Don't Put All Your (Nest) Eggs In One Basket
BY: Jeff Supple
The Risks and Rewards of “My Business Is My Retirement”
- Global events can impact your bottom line. From wars in other parts of the world to weather catastrophes, raw materials can unexpectedly become unattainable.
- Markets change with new innovations. I’m sure typewriters felt like a sure bet before computers came along. Calculators, radios, watches, and cameras are all on your smartphone these days. You can’t imagine that your business will become obsolete until something you can’t imagine hits the market.
- Recessions affect business valuations. I’d love to say I can predict the next big downturn in the economy, but we really only guess at generalities in the market. An unexpected recession can leave you wishing you had retired last year — and require you to continue working or take much less than anticipated.
Tap into Underutilized Solutions
- Participating in the employee retirement plan. This is particularly important if your spouse also works in your business and has no outside retirement source to supplement what will come from your business. Most companies do have some kind of plan in place for employees. Take advantage of this simple opportunity to diversify.
- Maximizing safe harbor and profit sharing. If you maximize the 401(k) retirement plan by contributing 4 percent on behalf of participating employees, then your highly compensated group of employees — including the owner — aren’t limited on what they can contribute to the plan. In 2019, employees 50 years and older can contribute $25,000 of their own money into a tax-advantage plan. You can also add a profit-sharing contribution in good years and sometimes skew the benefits toward yourself using a cross tested (permitted disparity) profit-sharing formula.
- Investing in long-term care insurance. One of the biggest threats to ongoing financial health is long-term care expenses. This is true whether you’re a business owner or not. Establish a group long-term care program at your company. There may even be a tax deduction back to the business owner for this kind of coverage. Check with your tax advisor for more information.
- Considering voluntary after-tax contributions (VATC). There are limits on pre-taxed retirement contributions for individuals. However, after-tax contributions can more than double those limits. This is a feature in some 401(k) plans and doesn’t work in all cases. Check with your 401(k) administrator.
Looking into Roth contributions and in-plan conversions. The IRS eliminates the ability to make Roth IRA contributions if you make too much money. If your 401(k) plan adds this feature, you can make Roth contributions up to the salary deferral limits mentioned above. Adding an in-plan conversion would allow you to convert previous pre-tax contributions to Roth dollars, which would make them tax-free when withdrawn. Business owners might consider this strategy in a year they have large losses to claim on their taxes since the converted dollars are taxable.

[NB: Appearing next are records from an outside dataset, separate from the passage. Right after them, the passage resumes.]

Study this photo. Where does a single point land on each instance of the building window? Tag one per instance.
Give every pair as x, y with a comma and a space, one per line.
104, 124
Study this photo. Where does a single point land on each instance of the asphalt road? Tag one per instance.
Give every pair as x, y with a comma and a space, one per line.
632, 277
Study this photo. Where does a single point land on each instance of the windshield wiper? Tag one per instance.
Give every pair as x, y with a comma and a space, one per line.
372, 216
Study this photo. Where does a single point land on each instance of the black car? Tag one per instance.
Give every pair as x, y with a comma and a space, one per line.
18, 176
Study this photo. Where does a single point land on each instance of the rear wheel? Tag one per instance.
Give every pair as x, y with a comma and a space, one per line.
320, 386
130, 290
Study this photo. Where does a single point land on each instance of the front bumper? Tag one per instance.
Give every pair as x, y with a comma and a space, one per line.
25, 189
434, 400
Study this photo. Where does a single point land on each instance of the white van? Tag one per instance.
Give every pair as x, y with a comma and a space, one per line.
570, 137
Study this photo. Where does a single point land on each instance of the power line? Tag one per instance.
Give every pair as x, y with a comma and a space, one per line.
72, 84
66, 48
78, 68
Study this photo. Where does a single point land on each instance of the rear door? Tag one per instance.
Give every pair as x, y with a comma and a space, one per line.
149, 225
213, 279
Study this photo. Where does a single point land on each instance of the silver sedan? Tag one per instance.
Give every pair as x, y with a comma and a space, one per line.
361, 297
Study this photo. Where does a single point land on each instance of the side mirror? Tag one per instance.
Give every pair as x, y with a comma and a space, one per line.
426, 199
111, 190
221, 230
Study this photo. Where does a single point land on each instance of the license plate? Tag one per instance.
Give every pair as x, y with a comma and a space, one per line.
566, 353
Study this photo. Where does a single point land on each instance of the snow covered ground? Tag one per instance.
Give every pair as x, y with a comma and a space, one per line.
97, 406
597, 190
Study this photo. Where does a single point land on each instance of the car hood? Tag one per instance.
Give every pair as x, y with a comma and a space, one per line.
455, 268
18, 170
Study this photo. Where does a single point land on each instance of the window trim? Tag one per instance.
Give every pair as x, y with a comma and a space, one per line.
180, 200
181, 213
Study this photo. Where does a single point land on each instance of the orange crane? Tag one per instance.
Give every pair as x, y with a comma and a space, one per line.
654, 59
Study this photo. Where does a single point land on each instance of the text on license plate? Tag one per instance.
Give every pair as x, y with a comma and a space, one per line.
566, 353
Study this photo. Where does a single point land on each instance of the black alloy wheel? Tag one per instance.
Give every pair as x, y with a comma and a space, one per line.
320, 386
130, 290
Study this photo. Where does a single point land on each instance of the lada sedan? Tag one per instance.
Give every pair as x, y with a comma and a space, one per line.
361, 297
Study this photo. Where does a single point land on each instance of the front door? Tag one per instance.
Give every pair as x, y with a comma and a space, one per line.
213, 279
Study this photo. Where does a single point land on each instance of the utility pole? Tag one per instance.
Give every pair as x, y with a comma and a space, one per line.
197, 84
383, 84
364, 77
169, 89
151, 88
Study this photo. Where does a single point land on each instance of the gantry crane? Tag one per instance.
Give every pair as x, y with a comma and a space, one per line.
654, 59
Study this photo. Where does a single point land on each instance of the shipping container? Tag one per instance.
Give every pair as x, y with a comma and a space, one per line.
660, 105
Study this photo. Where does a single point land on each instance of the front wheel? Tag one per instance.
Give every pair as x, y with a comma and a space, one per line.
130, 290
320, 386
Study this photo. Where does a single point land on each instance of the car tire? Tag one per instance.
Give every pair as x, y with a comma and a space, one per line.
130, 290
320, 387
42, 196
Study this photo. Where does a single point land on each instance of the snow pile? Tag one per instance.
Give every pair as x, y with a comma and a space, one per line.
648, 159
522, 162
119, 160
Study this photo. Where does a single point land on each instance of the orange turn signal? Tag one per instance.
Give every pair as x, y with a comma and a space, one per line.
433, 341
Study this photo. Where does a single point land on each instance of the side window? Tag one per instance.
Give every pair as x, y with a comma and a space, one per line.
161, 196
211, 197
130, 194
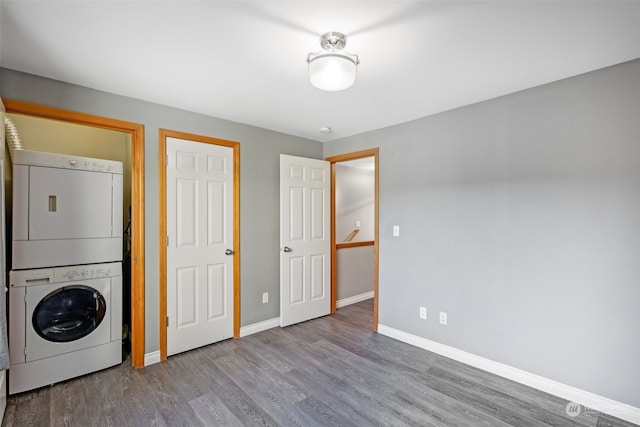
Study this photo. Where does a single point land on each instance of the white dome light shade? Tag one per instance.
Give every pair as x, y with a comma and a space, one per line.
332, 69
332, 72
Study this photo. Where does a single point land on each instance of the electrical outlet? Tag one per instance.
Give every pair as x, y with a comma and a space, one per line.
443, 318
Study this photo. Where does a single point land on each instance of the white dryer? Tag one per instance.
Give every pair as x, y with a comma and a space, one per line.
67, 210
64, 322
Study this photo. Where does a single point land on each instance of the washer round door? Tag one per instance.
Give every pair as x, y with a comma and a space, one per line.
69, 313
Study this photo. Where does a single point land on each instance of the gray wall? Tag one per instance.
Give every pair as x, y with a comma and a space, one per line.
259, 183
520, 217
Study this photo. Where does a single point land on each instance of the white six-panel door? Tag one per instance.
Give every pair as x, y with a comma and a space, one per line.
200, 242
305, 250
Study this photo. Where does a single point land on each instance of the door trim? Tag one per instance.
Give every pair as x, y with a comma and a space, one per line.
136, 132
162, 169
374, 152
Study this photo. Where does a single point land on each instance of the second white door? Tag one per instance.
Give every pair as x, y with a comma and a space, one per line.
305, 257
199, 244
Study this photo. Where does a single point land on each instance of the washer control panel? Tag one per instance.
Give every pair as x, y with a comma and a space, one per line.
72, 273
65, 161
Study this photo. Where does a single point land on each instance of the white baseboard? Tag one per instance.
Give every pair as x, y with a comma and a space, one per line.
259, 327
573, 394
354, 299
151, 358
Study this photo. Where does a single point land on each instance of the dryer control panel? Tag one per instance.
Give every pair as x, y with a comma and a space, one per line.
72, 273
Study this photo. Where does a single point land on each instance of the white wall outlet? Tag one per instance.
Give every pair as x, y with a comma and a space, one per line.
443, 318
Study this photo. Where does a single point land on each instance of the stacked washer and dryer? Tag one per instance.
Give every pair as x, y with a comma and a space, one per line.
65, 286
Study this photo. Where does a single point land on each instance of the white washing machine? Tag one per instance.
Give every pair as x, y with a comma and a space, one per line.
64, 322
67, 210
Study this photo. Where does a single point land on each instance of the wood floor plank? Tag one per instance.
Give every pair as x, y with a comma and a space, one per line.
329, 371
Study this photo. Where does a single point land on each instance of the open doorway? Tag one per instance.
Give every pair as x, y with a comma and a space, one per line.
130, 148
354, 224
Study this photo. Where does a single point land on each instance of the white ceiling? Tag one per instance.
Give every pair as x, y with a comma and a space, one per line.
246, 60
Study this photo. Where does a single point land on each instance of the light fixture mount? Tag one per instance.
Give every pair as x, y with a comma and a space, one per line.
333, 40
332, 69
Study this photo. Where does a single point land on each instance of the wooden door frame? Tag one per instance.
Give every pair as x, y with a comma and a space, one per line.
136, 132
373, 152
162, 169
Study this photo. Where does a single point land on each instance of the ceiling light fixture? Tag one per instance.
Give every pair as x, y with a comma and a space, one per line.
332, 69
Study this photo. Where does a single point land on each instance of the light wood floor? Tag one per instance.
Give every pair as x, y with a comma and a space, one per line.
328, 371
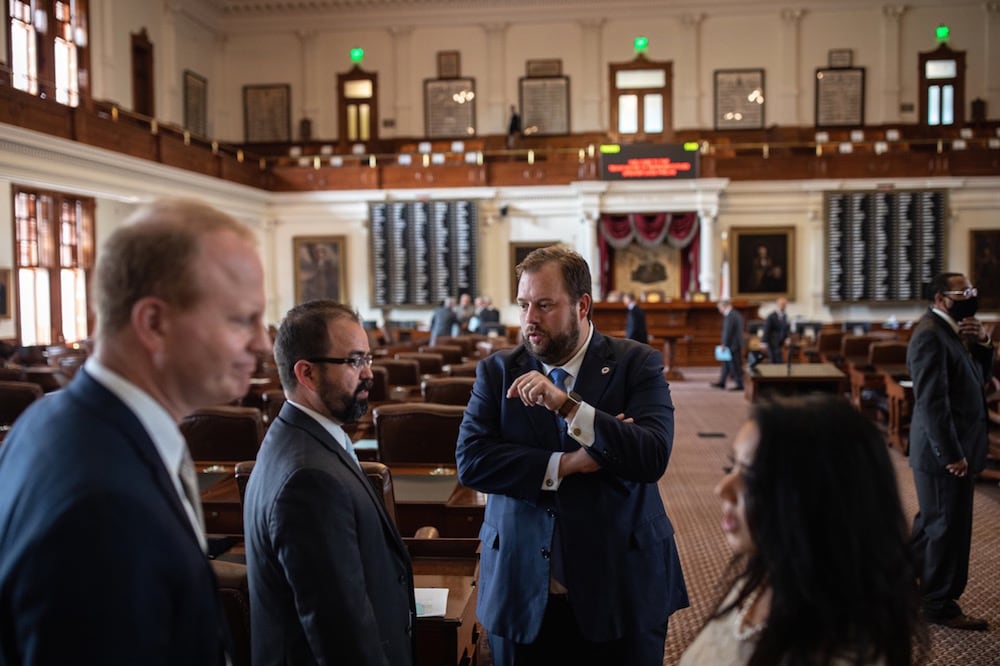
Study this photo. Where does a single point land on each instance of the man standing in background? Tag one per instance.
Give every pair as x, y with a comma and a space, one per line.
950, 358
635, 320
732, 339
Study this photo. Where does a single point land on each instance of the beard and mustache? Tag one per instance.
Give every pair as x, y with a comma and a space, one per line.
557, 348
344, 408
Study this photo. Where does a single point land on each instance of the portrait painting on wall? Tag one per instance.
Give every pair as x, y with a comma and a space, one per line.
320, 268
763, 262
984, 246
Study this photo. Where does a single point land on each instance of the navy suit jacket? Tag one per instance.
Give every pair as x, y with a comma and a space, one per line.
330, 577
98, 561
949, 412
621, 563
635, 325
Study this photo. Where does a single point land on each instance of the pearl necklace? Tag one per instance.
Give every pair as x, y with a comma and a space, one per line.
741, 628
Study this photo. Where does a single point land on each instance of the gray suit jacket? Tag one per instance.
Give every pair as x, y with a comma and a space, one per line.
949, 413
330, 577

Get the Most from Your Sale
- A business valuation expert, to establish a sale price backed by market analysis and financial review of your company;
- An accountant with business-specific expertise to provide tax guidance;
- An attorney who can structure a buy-sell agreement with the owner’s retirement plans in mind. Many owners believe they will receive the entire purchase price immediately and have all cash available on day one. However, there may be situations where a long-term buyout over time makes sense for both parties; and
- A wealth management expert, to help protect your investment before retirement through preparation and diversification and after retirement by managing the income from the sale of your business by helping you establish a plan that respects your quality of life expectations without sacrificing your long-term needs.